Suppliers also benefit from managing orders digitally with Choco’s solution. The customer numbers, item numbers, order units, and requested delivery dates are all structured and clearly visible, and are incorporated into the merchandise management system. In addition, it is possible to choose the days orders are placed and set special delivery conditions for individual customers.
Using Twilio Segment, Choco can incorporate multiple data sources into a customer data platform that manages first-party data gathered regardless of which channel is actually used. With Segment Protocols and connections, Choco has a single view of the customer and can simply collect, manage, and standardize data across its channels. This enables Choco’s developers to unify customer data gathered from every single contact—and gives Choco’s own clients insights into customer behavior in a series of dashboards.

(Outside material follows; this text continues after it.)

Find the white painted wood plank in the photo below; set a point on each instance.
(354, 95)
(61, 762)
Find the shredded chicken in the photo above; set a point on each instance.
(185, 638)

With Twilio Segment, we are able to collect, unify and link customer data in real time and build direct relationships at every touch point. Choco has created a single source of truth for customer data on which all users can benchmark, collaborate and plan.
“Digital platforms didn’t exist in the food industry at that time, so there were no online marketplaces,” said Solomon. “It was Twilio that made all that possible.” Anyone involved in the supply chain had to handle order and delivery processes manually by phone, voicemail, or fax, and according to Solomon, “All kinds of mistakes were made.”
“There are fewer manual processes to deal with now, and orders are neatly formatted and contain a link taking you straight to the products you need,” he said. “Even connecting up to merchandise management systems can be done without a great deal of implementation work.”
For restaurants, this means they can save around two hours of time per week in their ordering processes. Most of all, though, it means cutting down on food waste—significantly.